Ginette Paris interpreta il mito della Dea dell’amore indicando la via che riconduce verso il mondo di una “femminilità interiore”, vincolata, nelle sue meravigliose espressioni, da secoli di cieco patriarcato. La rinascita di Afrodite è allora per noi la riscoperta di una sessualità affrancata dall’ombra del peccato e del male, vissuta come dono naturale di bellezza e piacere, come un’esperienza mistica e un’apertura diretta al numinoso. Come sostiene l’autrice:

La “rivoluzione sessuale” ha inteso sottrarre la sessualità al dominio della religione, per liberarla del senso di colpevolezza e di peccato… La sessualità così laicizzata diventa avventura erotica ed esperienza di piacere fine a se stesso… ma che ne è stato della sessualità come forma di iniziazione a stati di coscienza che fanno parte del regno del sacro? Il mito di Afrodite ci appare come un’alternativa…
[…] …fare l’amore eleva l’uomo e lo riavvicina alla divinità, piuttosto che abbassarlo al rango del bruto o della bestia. È così che si rende evidente l’immensa opera di civiltà di una Dea che insegna agli uomini non solo l’arte di amarsi ma tutte le raffinatezze che l’accompagnano.

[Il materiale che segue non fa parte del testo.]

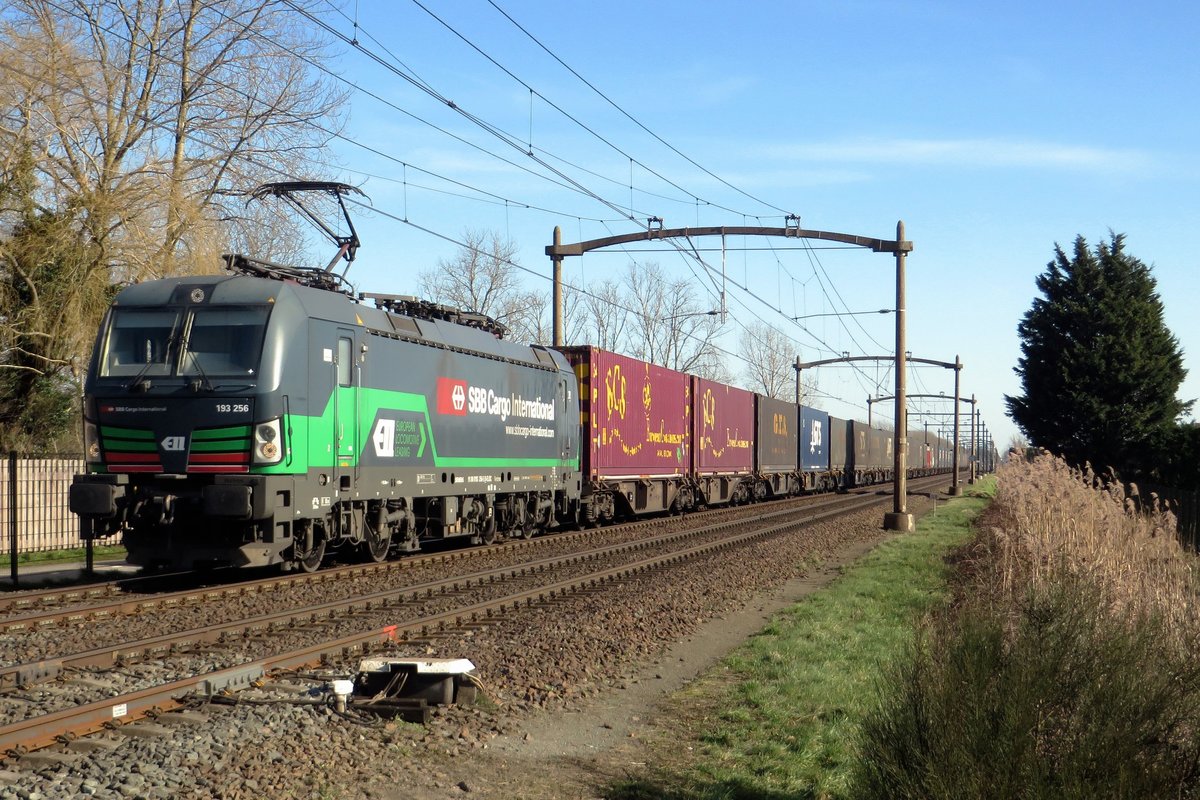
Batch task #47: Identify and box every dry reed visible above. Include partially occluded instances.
[982,455,1200,646]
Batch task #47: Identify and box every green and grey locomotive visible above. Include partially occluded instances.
[71,257,581,570]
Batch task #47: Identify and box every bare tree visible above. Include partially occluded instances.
[625,263,728,380]
[418,230,536,332]
[738,323,797,399]
[0,0,344,443]
[577,279,630,351]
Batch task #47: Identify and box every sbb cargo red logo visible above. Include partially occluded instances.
[438,378,467,416]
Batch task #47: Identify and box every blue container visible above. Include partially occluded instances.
[800,405,833,473]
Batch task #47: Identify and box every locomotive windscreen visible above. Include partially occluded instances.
[100,306,270,378]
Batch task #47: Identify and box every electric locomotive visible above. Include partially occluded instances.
[71,257,580,570]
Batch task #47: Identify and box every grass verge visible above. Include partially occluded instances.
[605,481,995,800]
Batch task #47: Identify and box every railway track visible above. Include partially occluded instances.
[0,477,944,758]
[0,479,907,633]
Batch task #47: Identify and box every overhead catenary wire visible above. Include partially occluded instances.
[7,0,907,422]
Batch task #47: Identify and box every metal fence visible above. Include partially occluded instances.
[0,452,84,561]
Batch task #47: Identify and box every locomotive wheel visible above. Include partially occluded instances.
[362,525,391,564]
[479,517,496,545]
[292,523,325,572]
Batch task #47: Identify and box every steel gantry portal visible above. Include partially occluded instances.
[546,215,916,530]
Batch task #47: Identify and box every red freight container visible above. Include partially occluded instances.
[691,377,755,475]
[562,347,691,480]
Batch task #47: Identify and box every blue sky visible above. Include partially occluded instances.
[312,0,1200,447]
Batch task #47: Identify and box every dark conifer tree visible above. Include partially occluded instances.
[1004,234,1192,479]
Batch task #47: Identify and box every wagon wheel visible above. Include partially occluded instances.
[479,516,496,545]
[514,503,538,539]
[292,521,325,572]
[361,525,391,564]
[517,515,538,539]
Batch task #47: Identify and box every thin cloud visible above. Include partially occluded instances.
[766,139,1152,173]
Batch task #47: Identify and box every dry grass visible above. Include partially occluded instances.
[979,455,1200,646]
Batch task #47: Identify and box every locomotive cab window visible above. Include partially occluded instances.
[100,306,269,378]
[100,308,181,378]
[179,306,266,375]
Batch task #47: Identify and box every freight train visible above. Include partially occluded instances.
[70,257,953,571]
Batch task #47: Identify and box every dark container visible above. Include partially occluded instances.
[846,420,871,469]
[563,347,692,480]
[691,377,755,474]
[829,416,854,469]
[800,405,834,473]
[754,395,800,473]
[866,428,894,469]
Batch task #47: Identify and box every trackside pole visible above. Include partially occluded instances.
[883,219,917,531]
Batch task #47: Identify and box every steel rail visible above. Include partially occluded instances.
[0,484,926,758]
[0,489,892,691]
[0,495,864,633]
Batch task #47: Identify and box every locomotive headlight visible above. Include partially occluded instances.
[254,419,282,464]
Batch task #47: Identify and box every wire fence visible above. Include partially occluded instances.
[0,452,84,561]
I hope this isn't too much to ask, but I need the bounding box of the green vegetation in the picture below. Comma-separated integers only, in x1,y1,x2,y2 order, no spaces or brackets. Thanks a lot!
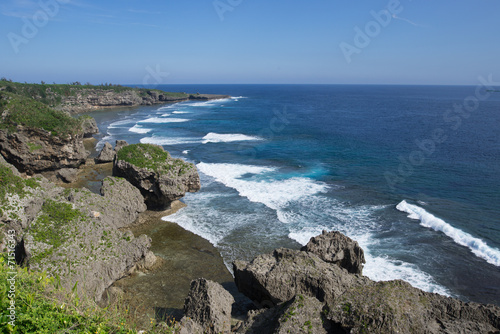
0,165,39,208
0,78,189,107
0,256,178,334
117,144,193,175
0,92,82,136
32,200,85,262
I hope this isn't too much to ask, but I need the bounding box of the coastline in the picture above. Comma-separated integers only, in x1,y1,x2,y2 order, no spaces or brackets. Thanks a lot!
56,141,236,327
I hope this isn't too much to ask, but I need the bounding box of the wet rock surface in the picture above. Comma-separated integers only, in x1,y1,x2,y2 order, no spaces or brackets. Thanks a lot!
301,231,366,274
113,144,201,210
0,125,89,174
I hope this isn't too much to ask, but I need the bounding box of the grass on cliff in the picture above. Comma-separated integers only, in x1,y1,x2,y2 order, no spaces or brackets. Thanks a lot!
0,256,180,334
117,144,193,175
0,164,39,206
0,92,82,136
0,78,189,107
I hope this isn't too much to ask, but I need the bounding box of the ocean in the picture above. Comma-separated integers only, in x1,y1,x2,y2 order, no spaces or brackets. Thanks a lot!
91,85,500,305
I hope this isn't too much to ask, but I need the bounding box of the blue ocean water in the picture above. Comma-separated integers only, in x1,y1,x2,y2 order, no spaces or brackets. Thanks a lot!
92,85,500,304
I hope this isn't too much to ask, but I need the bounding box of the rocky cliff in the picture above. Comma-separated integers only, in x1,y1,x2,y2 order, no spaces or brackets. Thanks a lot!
180,232,500,334
0,81,229,114
0,92,94,174
113,144,201,210
0,157,152,301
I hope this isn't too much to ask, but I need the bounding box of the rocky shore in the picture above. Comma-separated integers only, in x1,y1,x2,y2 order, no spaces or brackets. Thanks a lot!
0,81,500,334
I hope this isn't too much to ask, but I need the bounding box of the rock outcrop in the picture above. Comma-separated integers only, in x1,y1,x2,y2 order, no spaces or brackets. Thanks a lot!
0,125,89,174
94,142,116,164
94,140,128,164
233,232,500,334
0,158,154,301
113,144,201,210
233,248,369,307
301,231,366,274
80,116,99,138
181,278,234,334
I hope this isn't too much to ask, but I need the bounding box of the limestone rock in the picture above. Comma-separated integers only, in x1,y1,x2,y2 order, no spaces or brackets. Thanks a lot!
0,125,89,174
115,140,128,153
326,280,500,334
57,168,78,183
301,231,366,274
113,144,201,210
95,142,116,164
233,233,500,334
233,248,369,306
184,278,234,334
81,116,99,138
236,295,334,334
137,251,157,271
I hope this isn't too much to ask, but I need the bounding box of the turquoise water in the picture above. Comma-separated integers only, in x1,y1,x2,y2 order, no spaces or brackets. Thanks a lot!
90,85,500,304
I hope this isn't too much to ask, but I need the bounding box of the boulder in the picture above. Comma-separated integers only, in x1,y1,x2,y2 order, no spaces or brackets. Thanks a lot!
325,280,500,334
236,295,335,334
0,125,89,174
80,116,99,138
233,248,369,306
184,278,234,334
57,168,78,183
301,231,366,274
233,232,500,334
95,142,116,164
113,144,201,210
115,140,128,153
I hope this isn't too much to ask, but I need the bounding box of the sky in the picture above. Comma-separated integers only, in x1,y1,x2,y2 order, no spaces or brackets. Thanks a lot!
0,0,500,85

L’opera di Ginette Paris ci riconnette ad un sapere più ampio e profondo, con il quale l’uomo moderno sembra apparentemente non dialogare più: quello del mito. La dimensione mitica ci insegna come in noi esiste un pantheon, attivo in ogni momento della vita, di divinità (o immagini) con cui dialogare, senza escluderne nessuna, se non si vogliono ottenere conflittualità interne inconciliabili.
L’esclusione culturale e psicologica del femminile operata in molte culture di ogni epoca, ed anche contemporanee, preclude all’essere umano in toto, e non solo quindi alle donne, di esprimere ed esprimersi “naturalmente”. Tutto questo ha portato danni apparentemente irreversibili, mali psicologici che sfociano spesso in brutalità disumane. Ciò significa non onorare Afrodite.
Afrodite ci insegna anche che non è la bellezza intesa come forme aggraziate e perfette armonie a portarci all’estasi estetica. Afrodite non accorda solo alle donne considerate “belle” le sue grazie:

La bellezza che ci offre Afrodite oltrepassa il piacere della vista o la perfezione delle forme del compagno. Si tratta piuttosto della bellezza che scaturisce dall’incontro sessuale profondo e che ha in sé il potere di trasmutare l’esperienza fisica del piacere in un’esperienza estatica. Dall’amore sessuale alla bellezza, dalla bellezza all’estasi, questa è la sequenza dell’esperienza afroditica. Il piacere conserva tutta la sua importanza, perché è la via d’accesso, un mezzo, un sentiero che conduce alla spiritualità afroditica, in cui l’epifania della bellezza informa l’intera coscienza. Il compagno è rivelatore di una bellezza abbagliante, e quell’attimo di eternità ha in sé una serena perfezione perché ci è stata donata la visione aurea di Afrodite! Un’esperienza di questo genere è più che “umana”, è religiosa, perché il bello è sempre trascendente!

La rinascita di Afrodite

 

 

 

Ginette Paris, La rinascita di Afrodite, Moretti & Vitali, Bergamo 1997.

Breve scheda sull’autrice.

Ginette Paris, canadese di origine francese, è nata nel 1946. Vive in California, dove insegna Psicologia e Mitologia al “Pacifica Graduate Institute” di Santa Barbara. Ha pubblicato inoltre per la Moretti & VitaliVita interioreLa grazia pagana, Hermes e Dioniso.